Kebijakan Jokowi Di Natuna Belum Bisa Redam China
Font: Ukuran: - +
Sumber : Dok. cnnindonesia.com
DIALEKSIS.COM | Jakarta - Kebijakan militer Presiden Joko Widodo dalam menegaskan kedaulatan di Laut Natuna Utara selama ini dinilai tak berpengaruh dalam mencegah agresivitas China yang kerap mengklaim perairan itu.
Peneliti Senior Centre for Strategic and International Studies (CSIS), Evan Laksmana, menuturkan bahwa selama ini, pemerintahan Jokowi menerapkan tiga langkah dalam merespons intrusi China di Laut Natuna Utara.
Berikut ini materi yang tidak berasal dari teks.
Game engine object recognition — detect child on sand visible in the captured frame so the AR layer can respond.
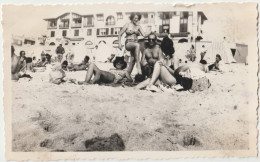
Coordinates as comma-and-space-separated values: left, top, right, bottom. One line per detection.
68, 56, 89, 71
78, 57, 131, 84
49, 63, 76, 85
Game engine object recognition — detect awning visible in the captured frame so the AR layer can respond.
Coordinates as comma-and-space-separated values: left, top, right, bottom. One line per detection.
64, 37, 84, 41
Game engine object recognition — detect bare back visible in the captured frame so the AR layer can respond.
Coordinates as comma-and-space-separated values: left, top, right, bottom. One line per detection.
144, 45, 163, 66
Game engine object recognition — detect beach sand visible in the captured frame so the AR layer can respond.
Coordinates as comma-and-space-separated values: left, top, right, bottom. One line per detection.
12, 64, 250, 151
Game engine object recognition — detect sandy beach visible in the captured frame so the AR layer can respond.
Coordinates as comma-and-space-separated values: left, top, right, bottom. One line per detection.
12, 64, 250, 151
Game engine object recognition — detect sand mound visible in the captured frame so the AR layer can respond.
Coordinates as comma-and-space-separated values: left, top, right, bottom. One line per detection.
12, 64, 251, 151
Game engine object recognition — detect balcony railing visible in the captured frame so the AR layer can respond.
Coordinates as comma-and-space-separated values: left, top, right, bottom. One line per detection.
71, 24, 81, 28
48, 26, 57, 29
59, 25, 69, 29
84, 24, 94, 27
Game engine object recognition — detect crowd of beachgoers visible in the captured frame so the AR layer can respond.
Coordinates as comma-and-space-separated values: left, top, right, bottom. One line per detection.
11, 13, 228, 92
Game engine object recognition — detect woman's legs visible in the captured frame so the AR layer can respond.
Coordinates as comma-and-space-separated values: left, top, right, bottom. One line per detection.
85, 64, 115, 84
85, 64, 101, 83
149, 62, 176, 86
160, 66, 177, 86
149, 62, 161, 86
125, 42, 142, 74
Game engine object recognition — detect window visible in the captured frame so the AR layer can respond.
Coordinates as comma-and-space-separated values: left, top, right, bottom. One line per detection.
97, 28, 109, 36
110, 28, 114, 35
62, 30, 67, 37
85, 16, 94, 26
143, 13, 148, 24
49, 21, 57, 28
74, 30, 79, 36
180, 12, 189, 32
106, 16, 115, 25
87, 29, 92, 36
97, 14, 104, 21
117, 12, 123, 20
51, 31, 55, 37
115, 28, 122, 35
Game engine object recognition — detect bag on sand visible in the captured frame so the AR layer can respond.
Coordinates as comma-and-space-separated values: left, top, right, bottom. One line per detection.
181, 68, 211, 92
181, 77, 211, 91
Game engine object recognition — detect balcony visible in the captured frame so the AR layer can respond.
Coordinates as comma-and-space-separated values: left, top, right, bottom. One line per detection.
84, 24, 94, 27
171, 32, 190, 37
59, 24, 69, 29
48, 26, 57, 29
71, 24, 81, 28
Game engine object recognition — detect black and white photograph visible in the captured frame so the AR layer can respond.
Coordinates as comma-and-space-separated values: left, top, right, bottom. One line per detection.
2, 2, 259, 160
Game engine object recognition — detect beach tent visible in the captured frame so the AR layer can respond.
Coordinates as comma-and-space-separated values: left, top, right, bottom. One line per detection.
231, 43, 248, 63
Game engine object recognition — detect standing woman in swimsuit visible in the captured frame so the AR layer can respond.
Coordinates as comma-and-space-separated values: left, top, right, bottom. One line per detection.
118, 13, 150, 79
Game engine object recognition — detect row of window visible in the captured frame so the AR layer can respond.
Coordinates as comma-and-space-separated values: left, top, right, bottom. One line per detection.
51, 27, 122, 37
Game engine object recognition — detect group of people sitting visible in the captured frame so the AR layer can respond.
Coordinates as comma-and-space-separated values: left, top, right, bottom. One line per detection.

Pertama, pengerahan personel militer, jet tempur, hingga kapal perang ke Laut Natuna Utara. Sebagai contoh, pada awal 2020, TNI mengerahkan 4 jet F-16 dan enam kapal perang ke perairan Natuna untuk berpatroli.
Pengerahan itu dilakukan setelah beberapa kapal China ngotot berlayar di perairan tersebut meski telah diusir oleh Badan Keamanan Laut Indonesia (Bakamla).
"Secara teori, kebijakan ini bagus untuk konsumsi publik dalam negeri, tetapi nyaris tidak menyelesaikan tantangan strategis yang dihadapi RI dari China di Natuna Utara," kata Evan dalam webinar berjudul Threat Assessment of China's South China Sea Policy pada Rabu (9/6).
Menurut Evan, strategi militer seperti ini tidak efektif apalagi pemerintah hanya menerapkannya saat krisis terjadi. Ia menganggap pengerahan pasukan TNI ke Natuna Utara bersifat sementara dan tidak bisa mencegah krisis yang sama di masa mendatang.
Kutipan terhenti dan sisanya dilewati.